Princeton University will host a public appearance by Justice Rosalie Silberman Abella of the Supreme Court of Canada at 4:30 p.m. Thursday, March 3, in Dodds Auditorium, Robertson Hall. Abella will deliver this year's John Marshall Harlan '20 Lecture in Constitutional Adjudication, titled "Global Justice: The Power and the Pity." In her remarks, Abella will explore the relationship between international law, democracy and global policy in enforcing human rights objectives, and address the question, Is international law doing its job in the area of human rights?
Justice Abella was appointed to the Supreme Court of Canada in 2004. She attended the University of Toronto, where she earned a B.A. in 1967 and an LL.B. in 1970. In 1964 she graduated from the Royal Conservatory of Music in classical piano. She was called to the Ontario Bar in 1972 and practised civil and criminal litigation until 1976 when she was appointed to the Ontario Family Court. She was appointed to the Ontario Court of Appeal in 1992.
She served as a commissioner on the Ontario Human Rights Commission from 1975 to 1980; as a member of the Ontario Public Service Labour Relations Tribunal from 1975 to 1976; as Co-Chair of the University of Toronto Academic Discipline Tribunal from 1976 to 1984; as a member of the Premier's Advisory Committee on Confederation from 1977 to 1982; and as Chair of the Study on Access to Legal Services by the Disabled from 1982 to 1983.

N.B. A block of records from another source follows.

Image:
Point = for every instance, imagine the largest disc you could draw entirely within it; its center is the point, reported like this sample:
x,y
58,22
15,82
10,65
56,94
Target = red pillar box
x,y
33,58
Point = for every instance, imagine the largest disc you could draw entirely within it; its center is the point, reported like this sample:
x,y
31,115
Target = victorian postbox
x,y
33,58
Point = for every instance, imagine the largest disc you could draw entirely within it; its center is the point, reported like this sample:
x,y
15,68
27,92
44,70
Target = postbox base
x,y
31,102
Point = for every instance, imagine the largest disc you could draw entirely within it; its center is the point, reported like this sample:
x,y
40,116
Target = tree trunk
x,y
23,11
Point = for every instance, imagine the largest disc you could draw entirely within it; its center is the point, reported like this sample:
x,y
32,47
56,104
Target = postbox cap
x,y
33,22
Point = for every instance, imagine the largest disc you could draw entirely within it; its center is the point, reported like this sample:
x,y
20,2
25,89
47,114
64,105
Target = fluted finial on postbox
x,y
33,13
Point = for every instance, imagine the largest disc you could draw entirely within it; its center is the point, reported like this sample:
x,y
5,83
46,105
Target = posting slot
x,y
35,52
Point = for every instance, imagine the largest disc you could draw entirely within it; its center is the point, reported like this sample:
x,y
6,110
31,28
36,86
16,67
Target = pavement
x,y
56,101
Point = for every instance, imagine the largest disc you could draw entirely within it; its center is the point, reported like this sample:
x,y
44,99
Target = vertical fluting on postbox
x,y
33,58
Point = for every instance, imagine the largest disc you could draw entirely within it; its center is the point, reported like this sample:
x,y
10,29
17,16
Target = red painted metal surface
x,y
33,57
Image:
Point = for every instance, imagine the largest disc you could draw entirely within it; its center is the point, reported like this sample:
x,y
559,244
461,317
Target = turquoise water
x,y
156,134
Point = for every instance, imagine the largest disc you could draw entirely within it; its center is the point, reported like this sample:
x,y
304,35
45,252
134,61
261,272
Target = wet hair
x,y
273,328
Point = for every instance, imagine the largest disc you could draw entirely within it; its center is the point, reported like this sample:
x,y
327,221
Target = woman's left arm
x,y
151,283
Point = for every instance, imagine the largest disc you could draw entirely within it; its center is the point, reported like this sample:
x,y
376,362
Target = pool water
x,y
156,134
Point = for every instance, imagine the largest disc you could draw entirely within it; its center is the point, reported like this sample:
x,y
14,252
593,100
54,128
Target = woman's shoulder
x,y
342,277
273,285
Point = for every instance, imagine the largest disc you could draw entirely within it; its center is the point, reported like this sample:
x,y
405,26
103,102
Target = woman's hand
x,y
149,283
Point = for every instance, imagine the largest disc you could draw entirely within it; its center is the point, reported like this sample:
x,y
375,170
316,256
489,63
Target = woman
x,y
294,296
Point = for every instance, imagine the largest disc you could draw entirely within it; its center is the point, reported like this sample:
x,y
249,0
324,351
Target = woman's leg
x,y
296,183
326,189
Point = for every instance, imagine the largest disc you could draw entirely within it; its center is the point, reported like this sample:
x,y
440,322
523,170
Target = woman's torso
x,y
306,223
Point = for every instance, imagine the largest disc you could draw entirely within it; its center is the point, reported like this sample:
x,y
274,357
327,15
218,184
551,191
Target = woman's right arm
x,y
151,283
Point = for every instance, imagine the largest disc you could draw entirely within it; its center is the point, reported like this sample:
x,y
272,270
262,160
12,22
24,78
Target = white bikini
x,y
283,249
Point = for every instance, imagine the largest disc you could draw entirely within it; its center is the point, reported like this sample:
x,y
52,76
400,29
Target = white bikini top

She was the sole Commissioner of the 1984 federal Royal Commission on Equality in Employment, in which she created the term and concept of "employment equity", a new strategy for reducing barriers in employment faced by women, aboriginal people, non-whites, and persons with disabilities. The theories of "equality" and "discrimination" she developed in her Report were adopted by the Supreme Court of Canada in its first decision dealing with equality rights under the Charter of Rights and Freedoms. The Report has been implemented by the governments of Canada, New Zealand, Northern Ireland and South Africa.
She subsequently served as Chair of the Ontario Labour Relations Board from 1984 to 1989, Chair of the Ontario Law Reform Commission from 1989 to 1992 and Boulton Visiting Professor at the Faculty of Law of McGill University from 1988 to 1992 where she taught advanced courses in constitutional law, administrative law, human rights and civil liberties, the Charter of Rights and Freedoms, and jurisprudence. She was also a Distinguished Visiting Faculty lecturer at the University of Toronto Law School for three years, teaching courses on the judicial role in a democracy, human rights and civil liberties, and comparative jurisprudence. She has given several hundred lectures and speeches in Canada and internationally, written over 80 articles, and written or co-edited four books. She has also been a director of the Institute for Research on Public Policy; moderator of the English Language Leaders' Debate in 1988; a member of the Canadian Judicial Council's Inquiry on Donald Marshall, Jr.; Program Chair of the Governor General's Canadian Study Conference; Chief Rapporteur in Halifax and Co-Chair in Vancouver of the 1992 Renewal of Canada Conferences; Trustee of the McGill Institute for the Study of Canada; Governor of the International Board of Governors of Hebrew University; Distinguished Visiting Faculty of the University of Toronto Law School; judge of the Giller Literary Prize; and Chair of the Rhodes Selection Committee for Ontario.
Justice Abella has been awarded the Distinguished Alumnus Award of the University of Toronto Faculty of Law; the Distinguished Service Award of the Canadian Bar Association (Ontario); the International Justice Prize of the Peter Gruber Foundation; the Human Relations Award of the Canadian Council of Christians and Jews; the Honourable Walter S. Tarnopolsky Human Rights Award; the Bora Laskin Award for Outstanding Contributions to Labour Law, and 29 honourary degrees. She was made a Senior Fellow of Massey College in 1989, a Specially Elected Fellow of the Royal Society of Canada in 1997, and an Honorary Fellow of the American Academy of Arts and Sciences in 2007.
Justice Abella was born in a Displaced Persons Camp in Stuttgart, Germany on July 1, 1946 and came to Canada in 1950. She is married to Canadian historian Irving Abella and they have two sons, both lawyers: Jacob, born on August 16, 1973, and Zachary, born on October 23, 1976. Justice Abella is the first Jewish woman appointed to the Supreme Court of Canada.